Life insurers also requested government aid, worried that their balance sheets had became clogged by illiquid assets and escalating liabilities to policyholders who bought in to this decade’s explosion in the variable annuities market. But a final word from the government was slow in arriving, and the stocks of most public insurance companies plunged in recent months.

Life insurers own 18 percent of all corporate bonds, so aiding them is consistent with the bailout program’s goal of unclogging credit markets. Insurers also have seen their investment portfolios slammed by declines in stocks, real estate and other financial assets in the past two years.

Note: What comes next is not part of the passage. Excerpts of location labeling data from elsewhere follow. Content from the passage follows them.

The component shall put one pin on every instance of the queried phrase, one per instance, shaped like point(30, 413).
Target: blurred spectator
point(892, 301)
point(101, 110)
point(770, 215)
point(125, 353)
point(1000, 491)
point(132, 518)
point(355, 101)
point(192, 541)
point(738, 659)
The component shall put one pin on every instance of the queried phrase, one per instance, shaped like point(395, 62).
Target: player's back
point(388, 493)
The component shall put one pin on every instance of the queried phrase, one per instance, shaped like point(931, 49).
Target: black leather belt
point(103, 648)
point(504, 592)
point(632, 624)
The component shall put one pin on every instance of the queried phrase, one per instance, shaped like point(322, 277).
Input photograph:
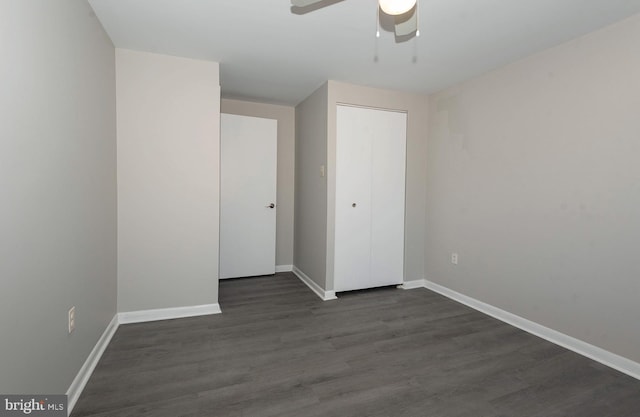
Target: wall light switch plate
point(72, 319)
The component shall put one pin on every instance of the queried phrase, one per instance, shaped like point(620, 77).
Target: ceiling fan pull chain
point(378, 22)
point(417, 12)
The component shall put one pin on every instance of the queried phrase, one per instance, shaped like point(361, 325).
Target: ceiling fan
point(403, 12)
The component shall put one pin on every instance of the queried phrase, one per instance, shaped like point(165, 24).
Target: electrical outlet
point(72, 319)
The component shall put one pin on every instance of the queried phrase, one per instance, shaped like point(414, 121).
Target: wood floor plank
point(277, 350)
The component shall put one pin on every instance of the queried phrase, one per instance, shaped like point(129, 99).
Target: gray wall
point(533, 178)
point(58, 191)
point(416, 106)
point(310, 241)
point(168, 181)
point(285, 115)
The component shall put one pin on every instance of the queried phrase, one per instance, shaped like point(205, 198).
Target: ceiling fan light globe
point(396, 7)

Insurance companies won backing from the Bush administration last year to be considered for the government’s TARP program because some of the companies either owned savings and loans or acquired them to be considered for the bailout program, or were already classified as bank holding companies. The Hartford and Lincoln National, two of the nation’s largest life insurers, and several others applied to become thrift holding companies last fall.

Regulators approved applications earlier this year from those two firms. Hartford said in January that it expected to be eligible for between $1.1 billion and $3.4 billion in bailout money. But as the industry awaited the Treasury’s move, shares in the sector were battered.

The KBW Insurance Index, which tracks 24 of the nation’s largest insurers, tumbled 48 percent in the first two months of the year, dropping to its lowest point on March 6. The index has rebounded in recent weeks as reports circulated that Treasury would extend TARP assistance to some life insurers.

Treasury Secretary Timothy F. Geithner told a congressional oversight panel recently that the TARP fund that Congress approved in October now has $110 billion that has not been committed. But several banks, including Goldman Sachs, are pressing to repay TARP funds, boosting the pot for additional Treasury financial assistance.

Shares of the Hartford rose $2.19, or 17.4 percent, to close Thursday at $14.75 as word of the government assistance leaked. The stock rose another $1.45, or 9.8 percent, to $16.20 in aftermarket electronic trading after the company confirmed the details.

Shares of Philadelphia-based Lincoln National rose 5.2 percent to $17.09 after hours following a 13 percent jump in the regular session. Newark, N.J.-based Prudential Financial tacked on a 3.3 percent gain after rising 6.4 percent in exchange trading to $39.37.

Not all insurers sought U.S. aid, however. MetLife Inc. said last month that it would not participate in the Treasury Department’s capital purchase program. The New York-based insurer issued the statement in response to widespread speculation that life insurers would seek a federal bailout.

MetLife, which launched its federally chartered bank holding company, MetLife Bank NA, in 2001, said then that it had about $5 billion in excess capital and a strong balance sheet. The company also noted that it had already taken actions to reinforce its financial position, including a $2.3 billion stock offering in October and the sale of more than $1 billion in debt earlier this year.